CSE 260 Homework Assignment #2: Iterative solver for Poisson's Equation

Due: Tuesday 10/20/09 at 5pm

Changelog

Date Description
06-Oct-09 Original posting
16-Oct-09 Fixed discussion about impact of -px -py and -pz flags. Added discussion about roundoff errors in the residual. Discussed a strategy for setting the convergence threshold for the accelarted computation



In this laboratory you'll parallelize an existing serial implementation of Jacobi's Method in 3 dimensions using pthreads. The serial C code is available as the compressed archive file j3d_serial.tgz and, on Triton, in ~baden/cse260-fa09/j3d_serial. Matlab code is also available as the compressed archive jac_matlab.tgz. For this assignment, use the Triton cluster but not the PDAF nodes. You may take measurements using the interactive queue, or with the batch queue. Do not take measurements on the "head" node (front-end).

The program provides various command line options which are parsed in the source file cmdLine.C, including the following options you’ll need when parallelizing the code:

 -N      <integer>       domain size, the bounds of the computational mesh
 -i      <integer>        # iterations
 -err                          report error (Residual in the L2 norm)
 -px     <integer>       number of processors on x axis
 -py     <integer>       number of processors on y axis
 -pz     <integer>       number of processors on z axis   

Thus, the command line

   Jacobi3D -N 128 -i 5 -px 1 -py 2 -pz 4

will run Jacobi3D on 8 processors (threads) over a 1283 mesh for 5 iterations. The processors will be configured in a 1 x 2 x 4 geometry. though the -px -py -pz flags will have no effect in a serial code. Specifying a non-unary value for any of these flags will result in incorrect results until you have correctly parallelized the code [10/16/09]

Threaded implementation

Your code should support 1, 2, and 3-dimensional geometries. Verify that your code is correct by comparing the final error (residual) with single processor runs. For a correct parallel code, the residual should be independent of the number of threads and the processor geometry, or "nearly so." We say "nearly so" because the parallel code will employ a different ordering than the serial code when accumulating the residual. Due to roundoff errors, you might see a slight error in one of the least significant digits, corresponding to the accuracy of machine arithmetic (double precision if you used the provided Makefile).

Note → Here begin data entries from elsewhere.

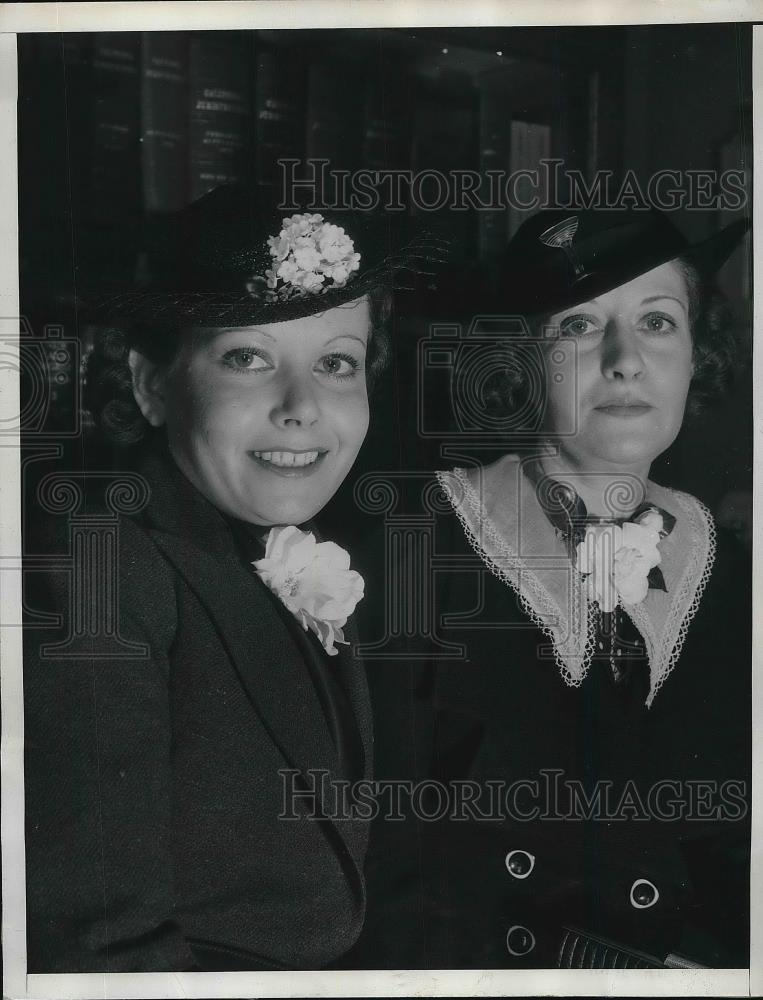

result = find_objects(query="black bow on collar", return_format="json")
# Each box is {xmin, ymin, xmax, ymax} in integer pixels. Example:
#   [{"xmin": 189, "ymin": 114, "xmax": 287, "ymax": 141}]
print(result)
[{"xmin": 528, "ymin": 469, "xmax": 676, "ymax": 592}]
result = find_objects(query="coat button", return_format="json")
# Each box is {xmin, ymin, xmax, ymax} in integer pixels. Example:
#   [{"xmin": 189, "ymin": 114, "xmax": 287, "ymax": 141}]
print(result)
[
  {"xmin": 505, "ymin": 851, "xmax": 535, "ymax": 878},
  {"xmin": 506, "ymin": 924, "xmax": 535, "ymax": 957},
  {"xmin": 631, "ymin": 878, "xmax": 660, "ymax": 910}
]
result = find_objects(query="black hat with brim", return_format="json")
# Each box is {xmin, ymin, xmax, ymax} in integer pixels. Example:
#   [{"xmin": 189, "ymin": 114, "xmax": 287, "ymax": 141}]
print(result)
[
  {"xmin": 491, "ymin": 209, "xmax": 749, "ymax": 316},
  {"xmin": 85, "ymin": 185, "xmax": 448, "ymax": 326}
]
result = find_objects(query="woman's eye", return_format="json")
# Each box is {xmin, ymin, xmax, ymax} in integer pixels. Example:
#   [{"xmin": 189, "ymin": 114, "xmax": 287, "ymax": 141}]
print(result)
[
  {"xmin": 641, "ymin": 313, "xmax": 676, "ymax": 333},
  {"xmin": 559, "ymin": 316, "xmax": 599, "ymax": 337},
  {"xmin": 318, "ymin": 354, "xmax": 360, "ymax": 378},
  {"xmin": 223, "ymin": 347, "xmax": 272, "ymax": 372}
]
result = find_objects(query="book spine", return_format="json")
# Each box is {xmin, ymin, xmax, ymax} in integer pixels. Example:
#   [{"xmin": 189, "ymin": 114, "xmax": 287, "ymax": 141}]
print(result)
[
  {"xmin": 141, "ymin": 31, "xmax": 189, "ymax": 212},
  {"xmin": 188, "ymin": 35, "xmax": 251, "ymax": 201},
  {"xmin": 479, "ymin": 91, "xmax": 510, "ymax": 260},
  {"xmin": 89, "ymin": 32, "xmax": 141, "ymax": 223},
  {"xmin": 361, "ymin": 68, "xmax": 410, "ymax": 170},
  {"xmin": 254, "ymin": 47, "xmax": 307, "ymax": 203},
  {"xmin": 507, "ymin": 121, "xmax": 551, "ymax": 239}
]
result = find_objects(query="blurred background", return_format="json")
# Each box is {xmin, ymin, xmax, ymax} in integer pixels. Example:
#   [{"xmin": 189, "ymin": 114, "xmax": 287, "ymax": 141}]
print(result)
[{"xmin": 18, "ymin": 24, "xmax": 752, "ymax": 548}]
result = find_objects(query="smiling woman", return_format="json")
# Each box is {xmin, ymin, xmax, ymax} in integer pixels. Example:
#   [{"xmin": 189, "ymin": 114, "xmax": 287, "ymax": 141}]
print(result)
[
  {"xmin": 130, "ymin": 296, "xmax": 370, "ymax": 525},
  {"xmin": 20, "ymin": 188, "xmax": 444, "ymax": 972}
]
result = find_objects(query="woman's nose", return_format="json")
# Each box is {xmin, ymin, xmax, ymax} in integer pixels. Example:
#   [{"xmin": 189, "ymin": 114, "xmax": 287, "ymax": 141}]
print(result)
[
  {"xmin": 271, "ymin": 373, "xmax": 320, "ymax": 428},
  {"xmin": 601, "ymin": 320, "xmax": 644, "ymax": 379}
]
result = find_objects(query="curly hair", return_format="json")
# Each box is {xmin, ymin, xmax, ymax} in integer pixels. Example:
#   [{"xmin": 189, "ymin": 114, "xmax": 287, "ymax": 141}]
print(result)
[
  {"xmin": 482, "ymin": 257, "xmax": 737, "ymax": 433},
  {"xmin": 83, "ymin": 288, "xmax": 392, "ymax": 447}
]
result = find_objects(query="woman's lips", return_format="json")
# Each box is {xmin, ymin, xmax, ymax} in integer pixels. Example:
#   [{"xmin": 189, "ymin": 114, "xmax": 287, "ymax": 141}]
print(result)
[
  {"xmin": 594, "ymin": 400, "xmax": 654, "ymax": 419},
  {"xmin": 249, "ymin": 449, "xmax": 328, "ymax": 477}
]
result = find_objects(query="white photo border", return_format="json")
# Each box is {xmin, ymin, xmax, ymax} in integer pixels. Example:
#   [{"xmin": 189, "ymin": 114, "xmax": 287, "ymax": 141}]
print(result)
[{"xmin": 0, "ymin": 0, "xmax": 763, "ymax": 1000}]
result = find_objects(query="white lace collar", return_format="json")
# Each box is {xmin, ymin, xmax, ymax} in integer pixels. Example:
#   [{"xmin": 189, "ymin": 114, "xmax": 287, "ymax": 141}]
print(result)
[{"xmin": 437, "ymin": 455, "xmax": 715, "ymax": 705}]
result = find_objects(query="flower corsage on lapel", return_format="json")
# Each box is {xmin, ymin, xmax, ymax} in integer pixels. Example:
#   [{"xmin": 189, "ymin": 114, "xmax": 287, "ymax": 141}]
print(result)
[
  {"xmin": 252, "ymin": 525, "xmax": 363, "ymax": 656},
  {"xmin": 575, "ymin": 507, "xmax": 675, "ymax": 614}
]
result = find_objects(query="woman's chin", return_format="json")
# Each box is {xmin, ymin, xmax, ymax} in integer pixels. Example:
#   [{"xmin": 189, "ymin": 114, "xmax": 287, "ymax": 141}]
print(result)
[{"xmin": 591, "ymin": 437, "xmax": 668, "ymax": 472}]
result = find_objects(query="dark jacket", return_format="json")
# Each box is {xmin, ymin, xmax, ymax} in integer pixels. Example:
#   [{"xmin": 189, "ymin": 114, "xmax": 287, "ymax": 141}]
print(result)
[
  {"xmin": 25, "ymin": 448, "xmax": 371, "ymax": 972},
  {"xmin": 351, "ymin": 480, "xmax": 751, "ymax": 968}
]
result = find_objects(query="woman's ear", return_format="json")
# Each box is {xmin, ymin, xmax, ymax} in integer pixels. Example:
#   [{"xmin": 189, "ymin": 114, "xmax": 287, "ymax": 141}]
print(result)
[{"xmin": 127, "ymin": 349, "xmax": 166, "ymax": 427}]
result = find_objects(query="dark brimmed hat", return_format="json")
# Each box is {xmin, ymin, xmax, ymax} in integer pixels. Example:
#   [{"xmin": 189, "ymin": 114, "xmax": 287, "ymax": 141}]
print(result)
[
  {"xmin": 85, "ymin": 185, "xmax": 447, "ymax": 326},
  {"xmin": 492, "ymin": 208, "xmax": 749, "ymax": 315}
]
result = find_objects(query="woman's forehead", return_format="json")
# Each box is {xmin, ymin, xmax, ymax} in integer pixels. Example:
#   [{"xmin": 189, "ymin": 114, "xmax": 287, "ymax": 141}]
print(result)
[
  {"xmin": 553, "ymin": 261, "xmax": 689, "ymax": 316},
  {"xmin": 188, "ymin": 297, "xmax": 370, "ymax": 342}
]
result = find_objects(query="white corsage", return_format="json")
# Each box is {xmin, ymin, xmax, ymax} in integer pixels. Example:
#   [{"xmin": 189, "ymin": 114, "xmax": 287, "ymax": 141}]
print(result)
[
  {"xmin": 252, "ymin": 525, "xmax": 363, "ymax": 656},
  {"xmin": 265, "ymin": 214, "xmax": 360, "ymax": 299},
  {"xmin": 576, "ymin": 510, "xmax": 664, "ymax": 612}
]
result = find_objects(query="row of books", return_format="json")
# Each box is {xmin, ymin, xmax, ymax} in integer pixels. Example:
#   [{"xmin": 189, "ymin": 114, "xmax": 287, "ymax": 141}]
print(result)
[{"xmin": 55, "ymin": 32, "xmax": 551, "ymax": 253}]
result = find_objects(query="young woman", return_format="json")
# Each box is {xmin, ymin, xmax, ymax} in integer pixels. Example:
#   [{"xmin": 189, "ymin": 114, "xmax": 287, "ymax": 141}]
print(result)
[
  {"xmin": 25, "ymin": 188, "xmax": 442, "ymax": 972},
  {"xmin": 358, "ymin": 211, "xmax": 751, "ymax": 968}
]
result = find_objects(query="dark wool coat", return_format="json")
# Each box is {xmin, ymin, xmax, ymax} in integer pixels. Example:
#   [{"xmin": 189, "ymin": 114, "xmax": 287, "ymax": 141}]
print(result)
[
  {"xmin": 25, "ymin": 448, "xmax": 371, "ymax": 972},
  {"xmin": 350, "ymin": 466, "xmax": 751, "ymax": 969}
]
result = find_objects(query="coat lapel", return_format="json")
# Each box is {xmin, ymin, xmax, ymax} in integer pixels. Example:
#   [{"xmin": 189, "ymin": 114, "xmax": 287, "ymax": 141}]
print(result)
[{"xmin": 134, "ymin": 449, "xmax": 358, "ymax": 816}]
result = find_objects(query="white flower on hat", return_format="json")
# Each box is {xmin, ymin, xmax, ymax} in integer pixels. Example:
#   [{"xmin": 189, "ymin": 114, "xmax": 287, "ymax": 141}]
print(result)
[
  {"xmin": 252, "ymin": 525, "xmax": 364, "ymax": 656},
  {"xmin": 576, "ymin": 510, "xmax": 663, "ymax": 612},
  {"xmin": 265, "ymin": 213, "xmax": 360, "ymax": 299}
]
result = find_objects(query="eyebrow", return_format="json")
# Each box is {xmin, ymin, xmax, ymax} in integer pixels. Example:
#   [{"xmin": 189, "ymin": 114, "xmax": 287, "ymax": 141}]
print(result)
[
  {"xmin": 641, "ymin": 294, "xmax": 687, "ymax": 309},
  {"xmin": 565, "ymin": 292, "xmax": 688, "ymax": 313},
  {"xmin": 200, "ymin": 326, "xmax": 368, "ymax": 347},
  {"xmin": 323, "ymin": 333, "xmax": 368, "ymax": 347}
]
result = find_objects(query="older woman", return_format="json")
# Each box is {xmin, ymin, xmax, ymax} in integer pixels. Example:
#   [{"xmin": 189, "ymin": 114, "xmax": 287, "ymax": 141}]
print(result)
[
  {"xmin": 25, "ymin": 189, "xmax": 442, "ymax": 972},
  {"xmin": 358, "ymin": 211, "xmax": 751, "ymax": 968}
]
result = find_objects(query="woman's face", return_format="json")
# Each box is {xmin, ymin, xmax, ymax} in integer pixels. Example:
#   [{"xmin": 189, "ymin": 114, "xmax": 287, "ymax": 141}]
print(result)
[
  {"xmin": 546, "ymin": 262, "xmax": 692, "ymax": 472},
  {"xmin": 156, "ymin": 298, "xmax": 370, "ymax": 525}
]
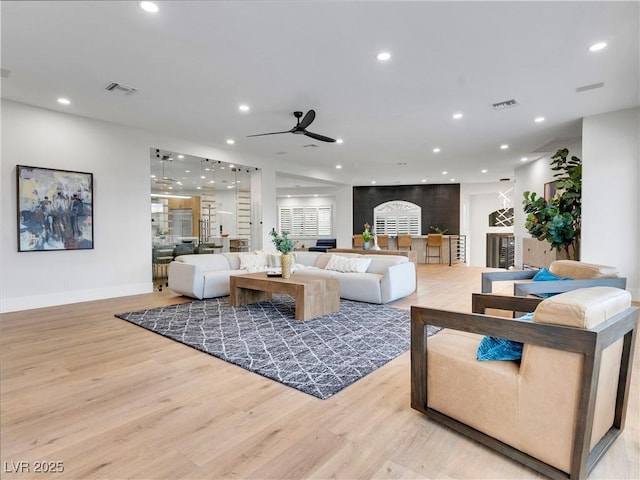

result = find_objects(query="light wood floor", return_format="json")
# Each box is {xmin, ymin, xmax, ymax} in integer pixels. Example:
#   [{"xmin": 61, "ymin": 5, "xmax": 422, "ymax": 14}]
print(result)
[{"xmin": 0, "ymin": 265, "xmax": 640, "ymax": 479}]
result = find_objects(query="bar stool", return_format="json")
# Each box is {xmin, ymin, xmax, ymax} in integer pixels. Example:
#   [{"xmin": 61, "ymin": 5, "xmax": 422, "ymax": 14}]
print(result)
[
  {"xmin": 398, "ymin": 235, "xmax": 413, "ymax": 250},
  {"xmin": 427, "ymin": 233, "xmax": 442, "ymax": 263}
]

This a "feature" of parallel computation. We assume that things generally happen in the same order every time we run the program, and that we know the specific order in which things are done. But, we do not have these guarantees in a parallel algorithm. We might not even have them in a serial program, due to optimizations and differences in how compilers treat them.

Since double precision carries around 14 digits, you’ll need to increase the printing precision of double precision to see the effect. Another way is to compute with single precision, where the effect of the reordering will be more pronounced. The run with single precision, remove the definition of the DOUBLE macro in the Makefile. (You will see that hooks have been added to the code to enable you to change between single and double precision). [10/16/09]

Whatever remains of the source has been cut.